In the Steppes of Central Asia was one of twelve pieces commissioned of various composers in 1880 as incidental music for a series of tableaux illustrating the major events in the reign of Alexander III.  This composition was to accompany a scene depicting a Central Asia caravan on the Steppes of Turkestan, which Alexander captured.  The pageant was never staged, but Borodin’s music was an immediate success. 

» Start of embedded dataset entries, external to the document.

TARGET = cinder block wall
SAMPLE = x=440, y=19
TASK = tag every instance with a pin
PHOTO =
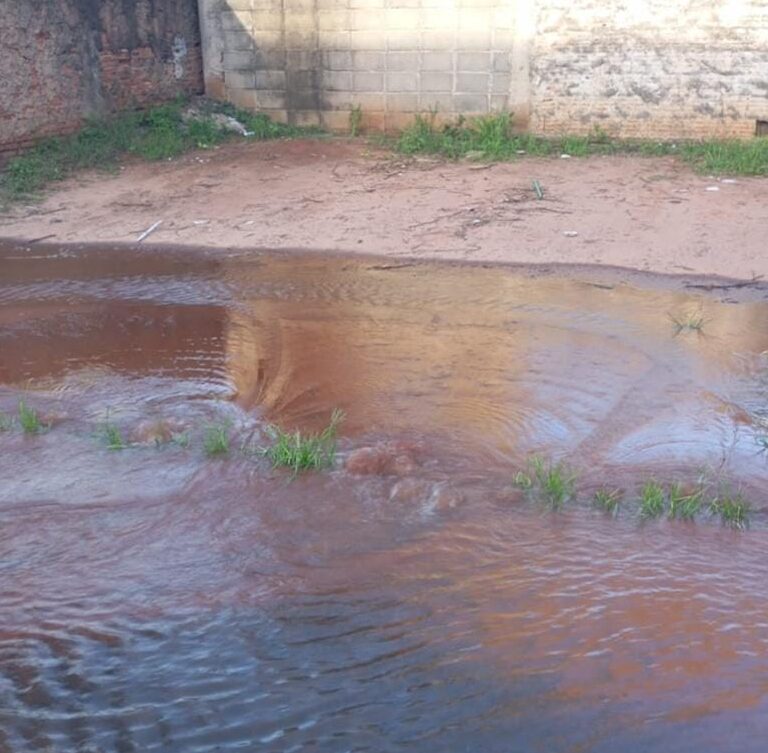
x=62, y=61
x=674, y=69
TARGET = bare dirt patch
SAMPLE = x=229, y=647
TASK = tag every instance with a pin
x=650, y=214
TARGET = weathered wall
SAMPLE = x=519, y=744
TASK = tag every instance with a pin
x=678, y=68
x=64, y=60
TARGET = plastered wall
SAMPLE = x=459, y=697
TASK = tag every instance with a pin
x=681, y=68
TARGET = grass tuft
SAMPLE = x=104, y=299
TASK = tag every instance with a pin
x=216, y=439
x=111, y=435
x=688, y=323
x=733, y=510
x=684, y=504
x=159, y=133
x=29, y=419
x=303, y=452
x=652, y=500
x=553, y=482
x=608, y=500
x=491, y=137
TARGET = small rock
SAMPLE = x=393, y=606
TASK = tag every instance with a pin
x=444, y=498
x=156, y=431
x=410, y=491
x=386, y=459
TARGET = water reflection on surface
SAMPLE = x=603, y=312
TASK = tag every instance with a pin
x=153, y=599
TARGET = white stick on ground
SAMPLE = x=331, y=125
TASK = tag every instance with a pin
x=151, y=229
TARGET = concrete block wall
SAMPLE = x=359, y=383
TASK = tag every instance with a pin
x=631, y=67
x=312, y=61
x=62, y=61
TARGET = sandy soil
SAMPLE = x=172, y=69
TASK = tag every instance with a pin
x=647, y=214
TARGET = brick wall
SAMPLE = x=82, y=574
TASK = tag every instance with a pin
x=632, y=67
x=62, y=61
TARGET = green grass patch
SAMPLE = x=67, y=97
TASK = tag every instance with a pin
x=113, y=438
x=554, y=483
x=684, y=504
x=304, y=452
x=159, y=133
x=491, y=137
x=29, y=419
x=216, y=439
x=652, y=500
x=688, y=323
x=608, y=500
x=733, y=510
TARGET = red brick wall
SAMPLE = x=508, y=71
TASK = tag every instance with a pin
x=62, y=61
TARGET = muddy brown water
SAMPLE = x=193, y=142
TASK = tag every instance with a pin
x=155, y=599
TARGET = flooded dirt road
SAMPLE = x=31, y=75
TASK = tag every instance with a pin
x=410, y=599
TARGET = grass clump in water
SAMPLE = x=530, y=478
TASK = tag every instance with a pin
x=29, y=419
x=733, y=510
x=608, y=500
x=111, y=436
x=553, y=482
x=652, y=500
x=684, y=504
x=216, y=439
x=491, y=137
x=303, y=452
x=159, y=133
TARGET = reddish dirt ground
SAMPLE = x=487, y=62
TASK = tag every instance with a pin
x=651, y=214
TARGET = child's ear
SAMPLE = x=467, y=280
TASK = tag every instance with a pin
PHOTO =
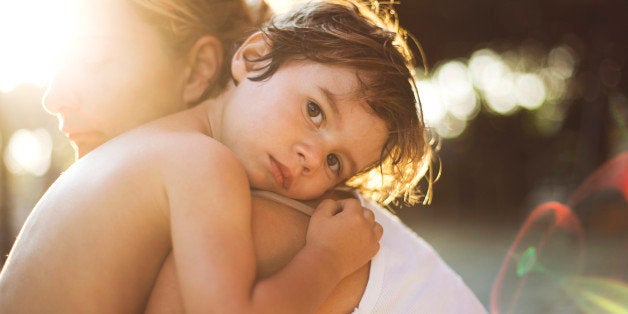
x=204, y=64
x=253, y=48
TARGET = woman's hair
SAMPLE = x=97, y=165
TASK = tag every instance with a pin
x=348, y=33
x=181, y=22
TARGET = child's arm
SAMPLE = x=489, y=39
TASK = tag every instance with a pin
x=213, y=249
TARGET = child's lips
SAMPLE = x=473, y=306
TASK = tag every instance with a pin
x=281, y=173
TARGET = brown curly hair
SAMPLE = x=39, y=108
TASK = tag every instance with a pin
x=349, y=33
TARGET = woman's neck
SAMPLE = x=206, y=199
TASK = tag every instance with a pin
x=213, y=109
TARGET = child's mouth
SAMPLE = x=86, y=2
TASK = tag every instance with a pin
x=281, y=173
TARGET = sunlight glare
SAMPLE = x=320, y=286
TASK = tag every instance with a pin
x=457, y=90
x=529, y=91
x=32, y=33
x=29, y=152
x=431, y=102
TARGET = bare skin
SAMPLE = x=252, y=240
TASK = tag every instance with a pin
x=274, y=247
x=109, y=247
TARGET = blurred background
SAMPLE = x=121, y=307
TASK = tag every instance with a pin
x=528, y=97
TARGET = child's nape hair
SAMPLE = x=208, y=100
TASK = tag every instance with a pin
x=365, y=35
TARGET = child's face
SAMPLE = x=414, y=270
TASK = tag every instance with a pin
x=118, y=75
x=303, y=131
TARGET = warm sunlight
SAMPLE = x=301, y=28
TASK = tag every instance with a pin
x=32, y=32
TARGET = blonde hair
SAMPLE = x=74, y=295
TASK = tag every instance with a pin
x=182, y=22
x=350, y=33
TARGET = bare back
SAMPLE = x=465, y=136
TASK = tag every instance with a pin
x=96, y=240
x=278, y=234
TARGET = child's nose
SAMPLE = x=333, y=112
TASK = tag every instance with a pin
x=311, y=156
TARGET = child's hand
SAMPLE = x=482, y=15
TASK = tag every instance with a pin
x=345, y=233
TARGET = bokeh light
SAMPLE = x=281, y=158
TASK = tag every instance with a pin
x=502, y=83
x=32, y=33
x=29, y=152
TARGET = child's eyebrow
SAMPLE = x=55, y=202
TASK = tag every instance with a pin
x=330, y=98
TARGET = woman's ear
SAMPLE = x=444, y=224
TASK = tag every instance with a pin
x=205, y=60
x=254, y=47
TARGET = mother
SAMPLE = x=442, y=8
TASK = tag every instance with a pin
x=139, y=60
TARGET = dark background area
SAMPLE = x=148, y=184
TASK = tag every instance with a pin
x=499, y=168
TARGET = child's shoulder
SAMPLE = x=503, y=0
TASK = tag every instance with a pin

The music is characteristic of Borodin in its eastern and Russian flavor.  There are two main themes:  the first is a folk-like melody and the second has an eastern cast – it is the song of the camel drivers which was made familiar through the music of Kismet, which is based on Borodin’s themes.  Towards the end of the piece, the two melodies are played simultaneously, a feat of counterpoint which Borodin achieves with special success.

 

Concerto No. 2 in d minor for Violin and Orchestra, Opus 22 
Allegro moderato  (Movement No 1)
Henri Wieniawski
(Born Lublin [Poland], July 10, 1835; died Moscow, March 31, 1880)
Notes by Dr. John Green
Duration: ca. 10 minutes

 Wieniawski’s music is rarely played today although he was one of the great performers of his time.  He was endowed with a talent for composition which, however, failed to express itself consistently.  They display the performer’s talent and provide musical entertainment in a manner typical of the romantic virtuosity prevalent in the nineteenth century.

The second  Violin Concerto in d minor is a work which has consistently kept Wieniawski’s name before concert audiences.  The first movement opens with an orchestral prelude which sets the tone for the whole Concerto.  It is replete with melody, sentiment and unexpected contrasts.  The solo violin “sings” as it explores the warm sonorities of the G string.  The second theme is announced by the solo violin.  Instead of an elaborate development movement, Wieniawski places the emphasis on virtuosity and in the last section of the movement the rhythm changes to alla breve.

Variation on a Rococo Theme for Cello and Orchestra, Opus 33                    
Peter I. Tchaikovsky
 
(born Kamsko-Votkinsk, May 7, 1840; died St. Petersburg, November 6, 1893)
Notes by Dr. John Green
Duration: ca. 20 minutes

Rococo is defined as a specific style or style period in the arts, and musicians generally use that term in reference to the period between the late Baroque and early Classicism (between 1720 and 1780 approximately).  Tchaikovsky’s treatment of this concertante piece for cello and orchestra resulted in a high degree of stylization, stressing certain aspects of the Rococo style, such as its elegance as well as an emphasis on the ornamental.  Some of the variations are carefree and playful; only a few pages are shaded by the composer’s inherent melancholy.

 The gracious theme is first treated in two relatively extended and free variations.  The first of these, in triplet rhythm, follows in the same tempo as the theme -- as does   the second variation, in which an abundance of 32nd notes appear over the structure.  The third variation is an andate sostenuto, played in the tenor register of the cello.  Next we hear the andante grazioso of the fourth variation with its peaceful, scherzo-like motion.  In the allegro moderato of the fifth variation, the orchestra, led by the solo flute, brings the repeat of the Rococo theme.  Now the cello carries the main counterpoint and performs two cadenzas.  The sixth variation is an andante. Again, the cello solo dominates the music with its molto espressivo.  Sudden contrast is provided by the concluding variation, and its allegro vivo bridges to a brilliant coda that gives the soloist the opportunity to display great virtuosity.